Educating India

These are some new slogans we have been hearing a lot lately. Now the point is, India is tying to educate its citizens and she has been trying for years! So how far has she succeeded?

First of all, the abysmal ground reality is that India’s literacy rate is still below 75 per cent. Though the rate has of course increased over the years, we are not yet there. And we still have a long way to go! The adult literacy rate (15 yrs and above) is about 61 per cent while the youth rate (15-24 yrs) is about 73 per cent. Amongst the states, Kerela has the highest literacy rate and Bihar has the lowest. Nonetheless, the growth in literacy rate has been incredible. Most people know that literate females are fewer than their male counter parts in our country. At this point, one must keep in mind that most of India is rural and a bit orthodox in their thinking.

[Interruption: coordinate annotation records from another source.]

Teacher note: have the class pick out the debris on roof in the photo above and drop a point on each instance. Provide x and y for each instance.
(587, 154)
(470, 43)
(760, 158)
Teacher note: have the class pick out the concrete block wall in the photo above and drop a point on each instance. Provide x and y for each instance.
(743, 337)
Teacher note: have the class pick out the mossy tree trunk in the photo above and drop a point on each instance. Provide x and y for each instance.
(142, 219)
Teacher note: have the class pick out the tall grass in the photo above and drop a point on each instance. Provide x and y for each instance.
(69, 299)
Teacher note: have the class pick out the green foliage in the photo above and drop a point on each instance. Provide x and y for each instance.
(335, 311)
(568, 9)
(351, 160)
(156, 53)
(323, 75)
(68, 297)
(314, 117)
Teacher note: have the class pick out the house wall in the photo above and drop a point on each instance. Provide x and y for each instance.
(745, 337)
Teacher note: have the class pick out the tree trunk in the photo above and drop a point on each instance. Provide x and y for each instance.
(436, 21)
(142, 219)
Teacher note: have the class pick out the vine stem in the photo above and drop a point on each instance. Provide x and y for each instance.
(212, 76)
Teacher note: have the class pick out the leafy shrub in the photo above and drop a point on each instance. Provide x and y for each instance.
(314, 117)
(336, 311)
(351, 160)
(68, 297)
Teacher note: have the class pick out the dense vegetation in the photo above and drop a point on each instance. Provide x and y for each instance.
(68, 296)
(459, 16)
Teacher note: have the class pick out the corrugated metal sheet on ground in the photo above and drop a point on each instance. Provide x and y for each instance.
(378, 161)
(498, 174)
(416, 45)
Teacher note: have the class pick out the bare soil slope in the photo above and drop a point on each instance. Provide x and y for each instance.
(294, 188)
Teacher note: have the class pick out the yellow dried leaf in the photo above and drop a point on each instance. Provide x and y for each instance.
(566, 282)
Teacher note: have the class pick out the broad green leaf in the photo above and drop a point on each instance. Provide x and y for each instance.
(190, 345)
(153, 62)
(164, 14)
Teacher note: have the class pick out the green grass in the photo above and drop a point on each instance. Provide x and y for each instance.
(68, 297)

Today, as most of you might have noticed, English is becoming increasingly popular. Ever noticed that little kid who comes to you at the traffic signal? Doesn’t he know a few words of English? So would you call him literate or illiterate? The National Literacy Mission defines literacy as ‘acquiring the skills of reading, writing and arithmetic and the ability to apply them to one’s day-to-day life’. That child may not have gone to a school, he may not even know that he was talking in English! Most of them today don’t know ‘Hindi’ numbers, but on the other hand English numbers are on their finger tips. It is the same with directions and simple words like ‘yes’, ‘no’ etc. How many times have you sat in a rickshaw and then suddenly realized that the driver knows English? Or don’t you absent mindedly give him directions in English? Or what about when you just know the address of somebody’s place, and your driver helps you point out the house? Ever thought about how he reads those house numbers? I wonder how many people have realized that the digits on a cell phone are in English and not in Hindi or any other regional language. But it is a common misconception that just because a person knows English, people think he’s educated! Most of them know English only because that is what they have grown up hearing. Come to think of it, the logic people use indirectly means even a 2-3 year old kid is educated! On the other hand, many people also think that just because a person doesn’t know English, he is uneducated. This is also not true. Many people in India are educated in their regional language and not in either Hindi or English.

Today, the government is trying to increase the literacy rate with the help of a whole lot of new programs. The ‘Sarva Siksha Abhiyan’ was started in 2001, and it aimed at ensuring that all kids between the ages of 6-14 years attended school and completed 8 years of education by 2010. This wasn’t the first program to be launched but earlier programs weren’t as successful. One of the most popular schemes adopted to attract children to schools is the ‘Mid-Day Meals Programme’ launched in 1995. The department of education has started Bal Bhavan centers all over the country to promote creative and sports skills in children between the ages of 6-14 years. They conduct programs in fine arts, aero-modeling, computer education, sports, martial arts, performing arts etc. Off late, new programs to promote the education of girls have been initiated. One such incentive is a fixed amount of money which is given to the family at the end of the school life of a girl child.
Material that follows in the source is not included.